My Lords, I beg leave to ask the Question which stands in my name on the Order Paper.

[The Question was as follows:

To ask Her Majesty's Government whether, with regard to the undeclared war in the Commonwealth between India and Pakistan, they will say what progress is being made towards implementation of the U.N. resolution requiring the referendum on the subject of Kashmir.]


My Lords, the United Nations Security Council, in its resolution of September 20, 1965, decided to consider, as soon as a cease-fire had been effected between India and Pakistan and their troops had been withdrawn to the positions held before August 5, 1965, what steps could be taken to assist towards a settlement of the political problem underlying the present conflict". The Security Council reaffirmed this decision in a further resolution of November 5, 1965.

In the view of Her Majesty's Government, the first priority is to secure a disengagement and withdrawal of the forces of both sides. Her Majesty's Government therefore welcomed the appointment last week by the United Nations Secretary-General, with the agreement of the Governments of India and Pakistan, of Brigadier General Tulio Marambio, Director of the Chilean War Academy, as his representative, as envisaged in the resolution of November 5, 1965, to meet with India and Pakistan representatives in the sub-continent in order to formulate an agreed plan and schedule for withdrawals within an agreed time limit. The Security Council is committed to consider the political differences between the Indian and Pakistan Governments as soon as withdrawals have taken place.


My Lords, I thank the noble Lord for the fullness of that reply. But since there are apparently over £200 million sterling loans outstanding, and since the Committee which is charged internationally with helping the economy of India has other commitments, could the noble Lord not give some indication—an indication which I did not get out of his reply—as to what instructions have been given to the United Kingdom representative in the United Nations to press for implementation of the United Nations' resolution? It would appear that that would have a material effect in assisting towards correcting the present situation.


My Lords, we support the United Nations' resolution, and the matter is before the United Nations Security Council. I think that at the moment we must leave it at that.


My Lords, is it not a fact that the Soviet Prime Minister has arranged to meet the leaders of Pakistan and India, with a view to trying to get a settlement of the political differences between the two sides? Is it therefore not better to leave it until that development takes place?


My Lords, my noble friend is quite right. There is to be this meeting in Tashkent; and, of course, if an agreement were reached there between the two Governments, Her Majesty's Government would warmly welcome this.

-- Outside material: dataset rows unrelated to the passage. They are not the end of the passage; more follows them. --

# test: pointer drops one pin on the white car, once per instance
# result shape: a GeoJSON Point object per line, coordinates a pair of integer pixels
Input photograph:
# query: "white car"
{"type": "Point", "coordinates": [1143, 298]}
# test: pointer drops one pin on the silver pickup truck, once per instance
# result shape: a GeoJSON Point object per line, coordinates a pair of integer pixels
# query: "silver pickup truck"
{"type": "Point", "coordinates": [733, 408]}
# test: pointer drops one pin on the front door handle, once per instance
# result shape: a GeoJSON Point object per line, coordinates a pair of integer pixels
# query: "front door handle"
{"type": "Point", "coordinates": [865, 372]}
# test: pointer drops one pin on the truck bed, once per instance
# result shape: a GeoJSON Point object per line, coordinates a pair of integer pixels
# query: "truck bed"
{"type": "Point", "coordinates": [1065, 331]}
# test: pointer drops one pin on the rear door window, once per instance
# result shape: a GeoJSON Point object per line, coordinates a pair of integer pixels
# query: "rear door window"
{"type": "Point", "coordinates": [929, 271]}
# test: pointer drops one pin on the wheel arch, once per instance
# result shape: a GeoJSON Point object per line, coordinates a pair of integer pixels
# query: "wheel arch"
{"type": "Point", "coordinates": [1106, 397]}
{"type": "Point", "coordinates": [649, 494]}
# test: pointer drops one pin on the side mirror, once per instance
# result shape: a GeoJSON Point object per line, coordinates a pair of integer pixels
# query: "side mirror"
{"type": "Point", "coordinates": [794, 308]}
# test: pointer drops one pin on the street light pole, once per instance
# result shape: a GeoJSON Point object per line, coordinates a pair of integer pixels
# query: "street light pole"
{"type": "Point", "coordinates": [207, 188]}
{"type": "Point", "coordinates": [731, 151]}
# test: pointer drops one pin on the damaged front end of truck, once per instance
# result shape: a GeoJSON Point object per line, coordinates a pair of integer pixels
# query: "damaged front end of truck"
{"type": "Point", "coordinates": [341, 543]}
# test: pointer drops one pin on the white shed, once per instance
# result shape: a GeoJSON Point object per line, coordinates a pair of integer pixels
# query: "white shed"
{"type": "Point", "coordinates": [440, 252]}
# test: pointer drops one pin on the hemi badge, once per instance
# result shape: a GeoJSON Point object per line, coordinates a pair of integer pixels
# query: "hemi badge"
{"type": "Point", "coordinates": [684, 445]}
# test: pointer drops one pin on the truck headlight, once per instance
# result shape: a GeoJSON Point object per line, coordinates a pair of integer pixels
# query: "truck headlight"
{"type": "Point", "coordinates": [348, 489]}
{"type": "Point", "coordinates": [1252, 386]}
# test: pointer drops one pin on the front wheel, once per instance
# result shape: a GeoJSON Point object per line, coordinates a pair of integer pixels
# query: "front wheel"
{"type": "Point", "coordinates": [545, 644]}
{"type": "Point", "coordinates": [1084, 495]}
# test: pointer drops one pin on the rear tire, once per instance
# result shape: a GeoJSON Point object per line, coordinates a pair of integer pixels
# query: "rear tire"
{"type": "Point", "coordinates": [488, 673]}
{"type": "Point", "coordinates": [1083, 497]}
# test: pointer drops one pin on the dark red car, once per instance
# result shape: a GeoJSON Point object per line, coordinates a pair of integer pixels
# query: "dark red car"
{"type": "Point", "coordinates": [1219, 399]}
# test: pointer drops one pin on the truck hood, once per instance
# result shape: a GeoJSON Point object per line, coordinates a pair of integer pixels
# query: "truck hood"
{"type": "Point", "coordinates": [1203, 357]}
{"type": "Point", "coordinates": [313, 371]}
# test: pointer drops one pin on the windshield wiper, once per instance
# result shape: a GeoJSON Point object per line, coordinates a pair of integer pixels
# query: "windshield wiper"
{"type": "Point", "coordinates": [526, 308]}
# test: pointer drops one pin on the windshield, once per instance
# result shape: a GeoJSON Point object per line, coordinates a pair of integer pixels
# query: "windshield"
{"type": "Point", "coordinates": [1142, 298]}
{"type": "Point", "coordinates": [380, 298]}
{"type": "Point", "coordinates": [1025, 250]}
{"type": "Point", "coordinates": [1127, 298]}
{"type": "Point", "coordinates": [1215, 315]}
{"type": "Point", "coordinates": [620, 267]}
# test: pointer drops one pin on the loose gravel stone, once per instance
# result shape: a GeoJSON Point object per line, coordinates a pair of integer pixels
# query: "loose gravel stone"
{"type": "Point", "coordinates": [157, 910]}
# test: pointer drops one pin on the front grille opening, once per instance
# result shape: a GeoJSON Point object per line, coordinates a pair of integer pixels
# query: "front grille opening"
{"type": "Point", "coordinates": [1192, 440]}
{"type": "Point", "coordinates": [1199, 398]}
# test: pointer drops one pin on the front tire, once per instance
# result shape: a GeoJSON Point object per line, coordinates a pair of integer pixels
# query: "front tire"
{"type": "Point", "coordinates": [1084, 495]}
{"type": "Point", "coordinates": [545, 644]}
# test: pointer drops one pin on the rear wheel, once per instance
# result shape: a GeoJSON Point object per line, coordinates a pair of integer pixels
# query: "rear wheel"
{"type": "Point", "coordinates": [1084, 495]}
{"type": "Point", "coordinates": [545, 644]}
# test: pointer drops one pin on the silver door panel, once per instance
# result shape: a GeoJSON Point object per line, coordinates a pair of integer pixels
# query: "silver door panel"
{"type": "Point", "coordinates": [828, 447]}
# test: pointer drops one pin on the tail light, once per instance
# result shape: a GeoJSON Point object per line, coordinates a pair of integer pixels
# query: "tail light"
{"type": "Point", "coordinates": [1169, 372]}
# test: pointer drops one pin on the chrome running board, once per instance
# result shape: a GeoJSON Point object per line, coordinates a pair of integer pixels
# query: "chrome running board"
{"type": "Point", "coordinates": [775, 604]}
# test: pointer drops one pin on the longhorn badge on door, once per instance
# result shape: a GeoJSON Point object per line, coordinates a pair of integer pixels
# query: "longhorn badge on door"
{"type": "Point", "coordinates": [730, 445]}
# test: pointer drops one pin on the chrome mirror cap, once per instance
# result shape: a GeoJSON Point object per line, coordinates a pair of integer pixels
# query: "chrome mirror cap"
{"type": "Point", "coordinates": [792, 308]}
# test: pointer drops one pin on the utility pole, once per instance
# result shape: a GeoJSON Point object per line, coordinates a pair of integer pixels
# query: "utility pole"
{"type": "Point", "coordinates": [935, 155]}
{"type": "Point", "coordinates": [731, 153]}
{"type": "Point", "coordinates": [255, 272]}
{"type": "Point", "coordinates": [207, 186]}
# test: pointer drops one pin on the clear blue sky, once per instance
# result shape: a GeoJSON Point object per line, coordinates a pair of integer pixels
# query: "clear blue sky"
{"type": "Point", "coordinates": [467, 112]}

My Lords, while we all hope that the war between India and Pakistan will end, could my noble friend say whether, in view of the fact that for years there has been a cease-fire line at Muzaffarabad, in Kashmir, on the Pakistan side, and that a United Nations resolution was carried many years ago for a plebiscite in Kashmir, there can be any hope of a plebiscite in face of the answer of the Prime Minister of India that Kashmir is not an issue?


Yes, my Lords. Of course, we supported the proposals in the earlier resolution of the United Nations back in 1948, but there have been other events since then. As I said, the matter is now before the United Nations Security Council. There is, of course, the development to which my noble friend Lord Henderson referred, and I think we had best leave it at that for the time being.